DHS officials declined a Star Tribune request for an interview. But in written statements, assistant commissioner Eric Grumdahl said the contract delays stem from leadership transitions, staff turnover and a shift in contract management processes. He said mobile crisis providers can continue to provide services, though they won’t be paid until grant contracts are finalized.
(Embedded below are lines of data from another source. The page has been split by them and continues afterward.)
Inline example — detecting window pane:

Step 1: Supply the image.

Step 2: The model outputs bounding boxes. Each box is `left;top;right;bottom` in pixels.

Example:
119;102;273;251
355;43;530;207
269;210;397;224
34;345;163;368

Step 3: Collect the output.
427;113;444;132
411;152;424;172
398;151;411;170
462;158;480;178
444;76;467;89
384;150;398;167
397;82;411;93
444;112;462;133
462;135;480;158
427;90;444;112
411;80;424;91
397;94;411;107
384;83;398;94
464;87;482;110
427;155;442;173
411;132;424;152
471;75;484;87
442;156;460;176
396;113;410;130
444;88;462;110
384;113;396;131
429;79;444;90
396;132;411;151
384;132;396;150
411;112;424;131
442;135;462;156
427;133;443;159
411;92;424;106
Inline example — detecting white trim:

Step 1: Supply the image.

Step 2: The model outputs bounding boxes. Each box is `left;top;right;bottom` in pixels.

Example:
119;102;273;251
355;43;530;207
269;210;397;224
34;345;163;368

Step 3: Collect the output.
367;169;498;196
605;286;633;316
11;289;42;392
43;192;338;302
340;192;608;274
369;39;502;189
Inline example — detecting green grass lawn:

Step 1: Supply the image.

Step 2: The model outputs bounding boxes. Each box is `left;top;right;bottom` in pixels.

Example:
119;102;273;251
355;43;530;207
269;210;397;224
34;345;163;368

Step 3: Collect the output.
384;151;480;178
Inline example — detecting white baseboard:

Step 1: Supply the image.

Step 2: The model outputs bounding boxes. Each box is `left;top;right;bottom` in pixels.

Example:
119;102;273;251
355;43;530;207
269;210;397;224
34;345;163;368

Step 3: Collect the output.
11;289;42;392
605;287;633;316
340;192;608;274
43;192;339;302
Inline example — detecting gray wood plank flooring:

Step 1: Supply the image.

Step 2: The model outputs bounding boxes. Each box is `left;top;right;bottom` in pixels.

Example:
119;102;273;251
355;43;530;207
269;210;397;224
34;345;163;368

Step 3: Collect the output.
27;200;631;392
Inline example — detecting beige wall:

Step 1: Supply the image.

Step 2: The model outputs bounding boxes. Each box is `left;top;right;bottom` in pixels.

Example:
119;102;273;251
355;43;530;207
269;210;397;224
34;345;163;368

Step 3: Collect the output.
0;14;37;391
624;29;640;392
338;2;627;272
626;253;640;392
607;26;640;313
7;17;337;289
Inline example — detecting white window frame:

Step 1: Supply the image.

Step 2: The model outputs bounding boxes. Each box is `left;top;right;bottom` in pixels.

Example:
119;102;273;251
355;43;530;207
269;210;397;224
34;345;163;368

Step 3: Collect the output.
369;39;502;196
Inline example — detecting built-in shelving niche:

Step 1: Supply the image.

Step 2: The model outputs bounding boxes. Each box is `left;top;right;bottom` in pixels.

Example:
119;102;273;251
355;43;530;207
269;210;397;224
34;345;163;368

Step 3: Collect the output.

The agency doesn’t expect delays in payments to providers because the contracts should be ready by the time first-quarter invoices are received, he said. 

Grumdahl, who oversees the Behavioral Health Division, said the contract delays are related to the rollout of a new contract management system — “a one-time transitional impact” — that will streamline contract renewals across the agency. Crisis responders say they have been kept in the dark about the reasons for the contract delays, which have already caused service disruptions.